Anyone that is actually available for "normal" people (which is relevant for the discussion of the article), i.e. not enterprise SAN?

If you have an "iffy" sector that is on th eway out you might get a decent read after a few attempts. You can then make sure that the blocks on the other drives are OK and (assuming all the failures are in the same device) drop the problem device when done.

In reality most drives these days do this for you: a certain number of sectors are reserved for reallocation in the case of small surface failures so the drive itself will retry a few times to get a reliable read (each sector on a disk has checksums that allow error detection) then the controller will remap that sector.
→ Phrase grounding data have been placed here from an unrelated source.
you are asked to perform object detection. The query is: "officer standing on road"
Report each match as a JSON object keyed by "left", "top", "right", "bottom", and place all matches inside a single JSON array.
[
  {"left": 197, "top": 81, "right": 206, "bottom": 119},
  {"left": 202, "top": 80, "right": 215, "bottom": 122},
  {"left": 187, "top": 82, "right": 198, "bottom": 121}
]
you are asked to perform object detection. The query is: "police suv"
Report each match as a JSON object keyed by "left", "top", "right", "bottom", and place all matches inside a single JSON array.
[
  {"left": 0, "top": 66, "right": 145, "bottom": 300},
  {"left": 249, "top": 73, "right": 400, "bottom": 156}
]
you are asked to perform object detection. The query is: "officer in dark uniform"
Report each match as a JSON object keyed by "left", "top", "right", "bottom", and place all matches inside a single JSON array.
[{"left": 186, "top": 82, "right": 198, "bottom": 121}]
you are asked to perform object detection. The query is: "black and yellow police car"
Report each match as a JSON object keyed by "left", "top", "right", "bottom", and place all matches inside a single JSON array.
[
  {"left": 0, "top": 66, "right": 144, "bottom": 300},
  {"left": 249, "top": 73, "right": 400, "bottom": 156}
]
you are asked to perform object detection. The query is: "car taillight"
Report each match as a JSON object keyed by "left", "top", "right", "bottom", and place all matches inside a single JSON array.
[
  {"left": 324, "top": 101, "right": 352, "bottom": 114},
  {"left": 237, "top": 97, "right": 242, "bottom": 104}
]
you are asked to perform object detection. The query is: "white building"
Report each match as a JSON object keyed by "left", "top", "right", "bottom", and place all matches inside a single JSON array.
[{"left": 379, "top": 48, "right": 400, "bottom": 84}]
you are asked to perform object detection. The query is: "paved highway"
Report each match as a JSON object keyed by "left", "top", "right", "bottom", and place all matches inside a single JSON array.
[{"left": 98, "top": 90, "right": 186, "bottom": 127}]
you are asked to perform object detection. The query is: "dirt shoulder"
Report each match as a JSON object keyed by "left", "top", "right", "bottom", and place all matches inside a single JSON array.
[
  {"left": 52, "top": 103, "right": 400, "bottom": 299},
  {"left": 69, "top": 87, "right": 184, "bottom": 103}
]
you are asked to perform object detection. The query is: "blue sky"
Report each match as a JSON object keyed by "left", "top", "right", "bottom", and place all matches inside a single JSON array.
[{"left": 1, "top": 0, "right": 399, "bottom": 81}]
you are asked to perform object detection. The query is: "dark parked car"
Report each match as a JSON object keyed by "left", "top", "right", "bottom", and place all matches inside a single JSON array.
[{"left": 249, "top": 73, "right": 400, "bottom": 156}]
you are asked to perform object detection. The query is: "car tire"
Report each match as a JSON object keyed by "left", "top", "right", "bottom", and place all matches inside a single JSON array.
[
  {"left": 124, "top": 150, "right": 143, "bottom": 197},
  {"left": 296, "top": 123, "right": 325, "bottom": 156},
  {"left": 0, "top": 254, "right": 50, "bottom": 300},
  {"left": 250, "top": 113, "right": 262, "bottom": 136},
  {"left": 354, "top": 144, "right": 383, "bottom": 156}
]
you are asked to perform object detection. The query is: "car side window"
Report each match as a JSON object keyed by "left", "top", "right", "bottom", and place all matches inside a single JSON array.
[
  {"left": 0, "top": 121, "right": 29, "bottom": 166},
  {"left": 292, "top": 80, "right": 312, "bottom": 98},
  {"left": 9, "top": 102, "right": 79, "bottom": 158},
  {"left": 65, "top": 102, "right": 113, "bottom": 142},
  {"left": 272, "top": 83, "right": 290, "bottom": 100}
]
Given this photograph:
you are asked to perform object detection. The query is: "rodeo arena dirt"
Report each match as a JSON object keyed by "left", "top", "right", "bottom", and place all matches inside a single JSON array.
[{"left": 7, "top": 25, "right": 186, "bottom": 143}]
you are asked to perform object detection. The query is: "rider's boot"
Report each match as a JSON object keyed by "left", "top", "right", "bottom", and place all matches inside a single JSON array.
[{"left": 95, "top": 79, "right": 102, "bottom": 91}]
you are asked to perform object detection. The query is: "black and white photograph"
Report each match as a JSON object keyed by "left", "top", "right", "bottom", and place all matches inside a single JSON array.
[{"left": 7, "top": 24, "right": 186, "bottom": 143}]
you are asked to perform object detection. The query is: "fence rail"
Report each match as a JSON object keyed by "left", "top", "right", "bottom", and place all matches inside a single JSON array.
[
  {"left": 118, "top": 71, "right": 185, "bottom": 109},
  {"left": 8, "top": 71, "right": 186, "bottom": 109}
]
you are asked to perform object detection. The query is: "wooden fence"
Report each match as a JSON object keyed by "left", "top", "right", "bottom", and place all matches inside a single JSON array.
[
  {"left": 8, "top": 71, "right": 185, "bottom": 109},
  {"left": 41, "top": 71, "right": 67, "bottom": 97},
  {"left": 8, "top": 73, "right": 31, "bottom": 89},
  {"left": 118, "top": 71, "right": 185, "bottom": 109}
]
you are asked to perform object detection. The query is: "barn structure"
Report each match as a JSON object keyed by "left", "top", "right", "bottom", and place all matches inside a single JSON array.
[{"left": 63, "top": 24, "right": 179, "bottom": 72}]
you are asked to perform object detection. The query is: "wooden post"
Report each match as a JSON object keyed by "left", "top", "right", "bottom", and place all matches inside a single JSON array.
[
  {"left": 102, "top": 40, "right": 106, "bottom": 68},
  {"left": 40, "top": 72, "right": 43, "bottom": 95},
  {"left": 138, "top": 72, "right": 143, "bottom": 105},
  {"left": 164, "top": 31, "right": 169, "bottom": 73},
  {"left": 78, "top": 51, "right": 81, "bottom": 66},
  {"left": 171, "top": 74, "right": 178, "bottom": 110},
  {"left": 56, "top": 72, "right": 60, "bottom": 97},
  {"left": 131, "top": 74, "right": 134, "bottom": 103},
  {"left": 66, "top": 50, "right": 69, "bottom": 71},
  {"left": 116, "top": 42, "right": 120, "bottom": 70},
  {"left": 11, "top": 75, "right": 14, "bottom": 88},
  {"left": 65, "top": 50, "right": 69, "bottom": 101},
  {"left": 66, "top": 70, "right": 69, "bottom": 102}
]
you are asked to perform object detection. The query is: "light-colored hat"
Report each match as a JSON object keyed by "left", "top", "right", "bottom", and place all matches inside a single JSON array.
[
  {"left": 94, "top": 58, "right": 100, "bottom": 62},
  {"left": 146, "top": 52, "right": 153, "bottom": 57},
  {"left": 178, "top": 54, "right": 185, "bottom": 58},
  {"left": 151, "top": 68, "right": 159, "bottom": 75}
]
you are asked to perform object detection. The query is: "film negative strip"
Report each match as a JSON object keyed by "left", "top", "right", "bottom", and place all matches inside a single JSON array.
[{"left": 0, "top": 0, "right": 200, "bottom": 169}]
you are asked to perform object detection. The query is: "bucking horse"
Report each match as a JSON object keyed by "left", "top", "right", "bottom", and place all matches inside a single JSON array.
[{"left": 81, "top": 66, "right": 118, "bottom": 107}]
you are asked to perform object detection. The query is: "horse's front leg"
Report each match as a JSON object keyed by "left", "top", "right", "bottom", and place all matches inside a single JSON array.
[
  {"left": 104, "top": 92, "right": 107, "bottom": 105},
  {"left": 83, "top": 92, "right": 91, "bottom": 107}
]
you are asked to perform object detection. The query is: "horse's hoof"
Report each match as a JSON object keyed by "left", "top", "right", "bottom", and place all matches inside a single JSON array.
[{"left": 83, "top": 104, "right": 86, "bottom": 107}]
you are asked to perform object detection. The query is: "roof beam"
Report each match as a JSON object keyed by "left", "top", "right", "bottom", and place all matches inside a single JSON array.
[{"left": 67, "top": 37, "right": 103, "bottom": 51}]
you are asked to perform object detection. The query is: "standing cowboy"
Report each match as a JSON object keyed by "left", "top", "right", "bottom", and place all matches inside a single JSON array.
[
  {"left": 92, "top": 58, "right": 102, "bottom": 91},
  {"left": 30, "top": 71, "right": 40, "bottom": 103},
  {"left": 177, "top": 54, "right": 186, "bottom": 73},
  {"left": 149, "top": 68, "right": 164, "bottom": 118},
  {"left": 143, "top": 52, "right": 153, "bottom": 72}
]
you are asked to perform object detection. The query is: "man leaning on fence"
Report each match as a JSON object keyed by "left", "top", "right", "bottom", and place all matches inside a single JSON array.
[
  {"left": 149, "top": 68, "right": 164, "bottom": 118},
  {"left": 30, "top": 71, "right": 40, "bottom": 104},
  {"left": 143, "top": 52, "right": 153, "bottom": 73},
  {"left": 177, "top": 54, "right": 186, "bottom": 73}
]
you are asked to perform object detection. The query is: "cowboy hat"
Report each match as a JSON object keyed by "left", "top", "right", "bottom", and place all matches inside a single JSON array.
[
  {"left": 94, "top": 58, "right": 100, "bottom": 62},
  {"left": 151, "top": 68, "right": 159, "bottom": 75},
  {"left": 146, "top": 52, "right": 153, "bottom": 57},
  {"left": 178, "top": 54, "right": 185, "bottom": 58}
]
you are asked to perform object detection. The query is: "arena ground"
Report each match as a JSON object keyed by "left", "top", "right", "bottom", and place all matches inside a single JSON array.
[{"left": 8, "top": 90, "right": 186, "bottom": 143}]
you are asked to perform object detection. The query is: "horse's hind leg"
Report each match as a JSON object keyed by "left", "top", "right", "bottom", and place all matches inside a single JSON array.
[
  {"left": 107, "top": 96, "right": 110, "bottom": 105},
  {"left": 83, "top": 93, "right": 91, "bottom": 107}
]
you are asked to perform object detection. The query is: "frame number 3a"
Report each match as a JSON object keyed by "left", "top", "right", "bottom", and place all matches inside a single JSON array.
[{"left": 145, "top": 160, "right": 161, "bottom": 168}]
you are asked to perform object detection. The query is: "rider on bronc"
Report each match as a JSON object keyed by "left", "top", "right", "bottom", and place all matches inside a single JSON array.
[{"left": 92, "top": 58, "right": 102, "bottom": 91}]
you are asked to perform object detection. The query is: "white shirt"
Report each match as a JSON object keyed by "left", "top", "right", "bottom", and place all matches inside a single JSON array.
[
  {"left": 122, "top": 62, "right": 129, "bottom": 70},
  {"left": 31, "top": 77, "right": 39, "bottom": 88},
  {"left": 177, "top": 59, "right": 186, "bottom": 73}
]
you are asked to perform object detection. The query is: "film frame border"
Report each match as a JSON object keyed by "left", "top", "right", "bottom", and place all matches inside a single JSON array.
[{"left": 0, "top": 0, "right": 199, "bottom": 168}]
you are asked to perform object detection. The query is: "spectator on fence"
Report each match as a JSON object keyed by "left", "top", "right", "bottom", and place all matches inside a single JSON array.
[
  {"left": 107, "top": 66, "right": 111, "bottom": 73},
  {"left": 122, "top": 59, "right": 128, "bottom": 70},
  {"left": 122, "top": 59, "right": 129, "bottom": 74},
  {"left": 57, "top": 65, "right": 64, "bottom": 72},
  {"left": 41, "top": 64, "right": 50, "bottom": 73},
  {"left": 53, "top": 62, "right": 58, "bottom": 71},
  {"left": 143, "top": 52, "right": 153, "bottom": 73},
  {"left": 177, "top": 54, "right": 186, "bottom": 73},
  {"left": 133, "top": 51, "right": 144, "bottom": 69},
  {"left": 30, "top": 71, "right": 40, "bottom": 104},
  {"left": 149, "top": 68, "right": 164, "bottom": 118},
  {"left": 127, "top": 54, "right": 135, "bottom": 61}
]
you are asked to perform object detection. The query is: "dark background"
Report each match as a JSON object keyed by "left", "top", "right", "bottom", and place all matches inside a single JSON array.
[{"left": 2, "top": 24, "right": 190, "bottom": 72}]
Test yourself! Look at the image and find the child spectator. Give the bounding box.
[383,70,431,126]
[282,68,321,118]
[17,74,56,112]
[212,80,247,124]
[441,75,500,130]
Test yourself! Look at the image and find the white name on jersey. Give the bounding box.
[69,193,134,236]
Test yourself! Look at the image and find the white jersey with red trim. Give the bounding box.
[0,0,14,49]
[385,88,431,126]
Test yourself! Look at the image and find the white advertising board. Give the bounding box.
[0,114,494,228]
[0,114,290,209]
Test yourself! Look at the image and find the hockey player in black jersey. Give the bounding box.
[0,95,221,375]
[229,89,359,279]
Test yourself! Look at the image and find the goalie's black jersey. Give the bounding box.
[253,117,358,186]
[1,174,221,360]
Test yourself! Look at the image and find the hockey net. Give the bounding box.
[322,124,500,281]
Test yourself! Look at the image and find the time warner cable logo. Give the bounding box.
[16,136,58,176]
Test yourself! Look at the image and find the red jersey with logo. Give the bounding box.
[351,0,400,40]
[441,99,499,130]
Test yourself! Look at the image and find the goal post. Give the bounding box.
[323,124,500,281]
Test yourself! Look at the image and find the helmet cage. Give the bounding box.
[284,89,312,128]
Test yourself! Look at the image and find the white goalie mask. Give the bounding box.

This happening once or twice is considered normal wear and tear, this heppening beyond a certain threshold or a certain rate is a sign of imminent failure and is measureed by SMART indicators - so running the scan will not let md raid do much directly but will give the drive chance to remap data that is in danger (and if you have mdadm setup right, email you a warning if you shoudl consider dropping the drive immediately and replace it).

Um, isn't this the EXACT point of the article you are so happily criticizing? That filesystems don't do this, and they should?

    for raid in /sys/block/md*/md/sync_action; do
        echo "check" >> ${raid}
    done

of course, it doesn't help with any data that are corrupted and read before it runs.